Although the results of Iraq’s constitutional referendum were almost immediately cast into doubt by fraud allegations, Reza Aslan, whose bestselling book No god but God: The Origins, Evolution and Future of Islam predicted a bright future for democracy in the Islamic world, remained optimistic: “Even before Iraq’s constitution was ratified, dire predictions were being made that it would pave the way for the creation of an Islamic theocracy. But whatever problems the new constitution poses for the future of Iraq, the role of Islam in the state is not likely to be one of them.”
Aslan maintained this even while noting that the Iraqi Constitution “establishes Islam as ‘the official religion of the state’ and ‘a basic source of legislation’; no law can be passed that contradicts ‘the fixed principles of Islam.’” Why shouldn’t this be a cause for concern? Because, he explained, “the constitution deliberately leaves those fixed principles to be defined by the natural democratic process in accordance with the changing will of the Iraqi people, and it unequivocally states that no law can be passed that contradicts the basic rights and freedoms outlined by the constitution. Among the first of these is that all individuals have a right to freedom of creed, worship, practice, thought and conscience.”

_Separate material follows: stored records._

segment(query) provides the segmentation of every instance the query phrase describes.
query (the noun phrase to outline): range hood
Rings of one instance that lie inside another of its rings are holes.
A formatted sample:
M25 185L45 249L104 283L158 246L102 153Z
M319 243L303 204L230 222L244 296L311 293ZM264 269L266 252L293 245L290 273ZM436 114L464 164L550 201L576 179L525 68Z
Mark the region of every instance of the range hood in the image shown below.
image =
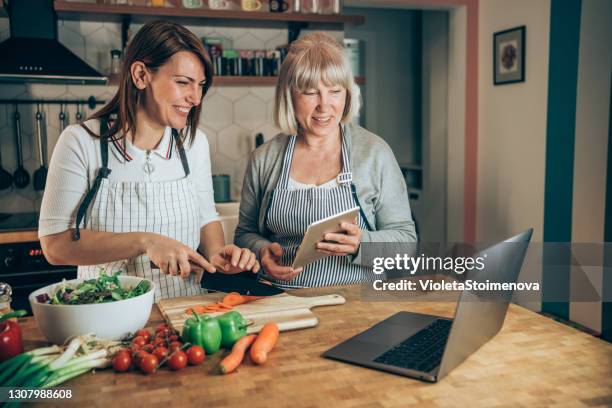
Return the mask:
M57 41L53 0L9 0L11 37L0 43L0 82L104 85L107 79Z

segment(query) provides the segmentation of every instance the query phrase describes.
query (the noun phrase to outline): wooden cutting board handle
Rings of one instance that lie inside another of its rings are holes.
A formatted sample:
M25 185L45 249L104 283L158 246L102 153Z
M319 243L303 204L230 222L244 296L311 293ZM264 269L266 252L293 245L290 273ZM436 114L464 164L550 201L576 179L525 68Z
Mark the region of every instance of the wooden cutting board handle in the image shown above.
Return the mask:
M346 299L340 295L315 296L311 298L301 297L300 300L303 301L308 308L316 306L343 305L346 303Z

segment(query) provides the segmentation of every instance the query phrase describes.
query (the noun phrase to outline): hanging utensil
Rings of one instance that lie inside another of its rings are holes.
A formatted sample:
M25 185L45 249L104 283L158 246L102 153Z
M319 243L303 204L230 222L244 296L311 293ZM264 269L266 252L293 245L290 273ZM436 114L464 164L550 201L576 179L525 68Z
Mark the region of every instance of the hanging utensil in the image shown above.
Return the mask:
M0 149L2 151L2 149ZM13 176L2 167L2 155L0 155L0 190L6 190L13 185Z
M43 150L43 134L44 134L43 114L40 112L40 104L36 109L36 139L38 142L38 158L40 167L34 172L34 190L42 191L47 183L47 167L45 166L45 151Z
M77 104L76 121L81 123L83 121L83 112L81 112L81 104Z
M64 112L64 104L60 104L59 123L60 123L60 134L66 129L70 123L68 120L68 112Z
M23 154L21 151L21 119L19 118L19 110L15 106L15 146L17 149L17 170L13 173L13 182L17 188L25 188L30 183L30 175L23 168Z

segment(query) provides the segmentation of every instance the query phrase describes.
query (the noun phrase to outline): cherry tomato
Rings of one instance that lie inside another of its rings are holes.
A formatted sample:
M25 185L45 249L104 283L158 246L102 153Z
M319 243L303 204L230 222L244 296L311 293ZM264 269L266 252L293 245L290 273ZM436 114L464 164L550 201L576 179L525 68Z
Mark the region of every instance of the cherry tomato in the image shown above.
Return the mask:
M142 336L136 336L136 337L134 337L134 339L132 339L132 344L134 346L140 348L140 347L144 346L145 344L147 344L147 341Z
M187 366L187 354L182 351L176 351L168 360L168 367L171 370L182 370Z
M130 366L132 365L132 357L130 357L129 353L119 352L115 354L115 357L113 357L112 363L115 371L122 373L130 369Z
M204 362L204 349L200 346L191 346L187 350L187 359L191 365L200 365Z
M153 344L145 344L144 346L142 346L142 349L145 350L147 353L152 353L155 349L155 346Z
M144 337L145 341L148 343L151 340L151 333L147 329L140 329L136 332L136 337Z
M181 347L183 347L183 343L181 343L180 341L173 341L172 343L170 343L170 352L175 352L177 350L180 350Z
M127 354L128 356L132 355L132 350L130 350L129 348L122 348L117 350L117 352L115 353L115 355L117 354Z
M178 341L179 336L176 334L173 334L172 336L168 337L168 341L173 342L173 341Z
M140 367L140 362L142 361L143 358L145 358L146 356L148 356L149 353L147 353L144 350L139 350L138 352L136 352L136 354L134 354L133 357L133 361L134 361L134 367Z
M153 340L153 346L166 347L166 340L163 337L156 337L155 340Z
M153 354L147 354L143 356L140 360L140 371L145 374L152 374L157 371L157 365L159 364L159 360Z
M153 350L153 355L157 357L159 361L163 361L163 359L168 357L168 349L165 347L158 347Z
M167 328L168 328L167 324L165 324L165 323L159 324L159 325L157 325L157 327L155 327L155 333L160 332L160 331L162 331L164 329L167 329Z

Aslan thus seems to imagine that the “fixed principles of Islam” can be determined by a majority vote of the Iraqi people, and that in any case any elements of Islam that militate against “freedom of creed, worship, practice, thought and conscience” will give way before the Constitution’s guarantees of those freedoms. But in fact the “fixed principles of Islam” are not a matter of majority vote: they have been fixed for centuries, and contravene the freedoms enumerated by Aslan in numerous particulars. In fact, the Iraqi Bishops’ Conference was so concerned about the provisions of Islamic law that restrict the practice of Christianity and the freedom of Christians, that they issued a last-second plea to revise the document.
Freedom of conscience? The Western understanding of this principle — that one may hold to the religion of his convictions, or to no religion at all, and to change religions — contradicts the Muslim Prophet Muhammad’s dictum, “If anyone changes his religion, kill him.” It is unlikely that “the changing will of the Iraqi people” on which Aslan places so much hope will overturn this principle. Although widely ignored in practice, particularly among those who leave Islam in Western countries, it has never been considered negotiable by the great majority of Islamic jurists throughout history. One Islamic apologist has asserted that an “Islamophobe in the U.S. even warned me that if I were to leave Islam I would be subject to a death sentence, which is absurd.” However, at a conference of ex-Muslim converts to Christianity in Falls Church, Virginia, in September 2004, security was tight because of death threats from Muslims.
If the power of Islamic law can be felt so keenly even in Falls Church, Virginia, can it be so blithely cast off in Iraq, as Aslan seems to envision?
Nor does Aslan seem to take into account the fact that for decades the exponents of political Islam have attacked democracy as a Western import in opposition to Islam and rendered unnecessary by the religion’s political and social legal superstructure. The Tunisian theorist Mohamed Elhachmi Hamdi declared: “The heart of the matter is that no Islamic state can be legitimate in the eyes of its subjects without obeying the main teachings of the shari’a.” Rather than looking to Western models, Islamic states should look to their own tradition: “Islam should be the main frame of reference for the constitution and laws of predominantly Muslim countries.”
It is unlikely that men who believe this will lay aside Islamic principles and take up Western notions of freedom of religion. To the adherents of Islamic Sharia, that law does not contravene authentic principles of freedom of worship and conscience; its restrictions of non-Muslim religious practices and conversion from Islam are for them matters of simple justice.
Not a recipe for a thriving pluralistic democracy.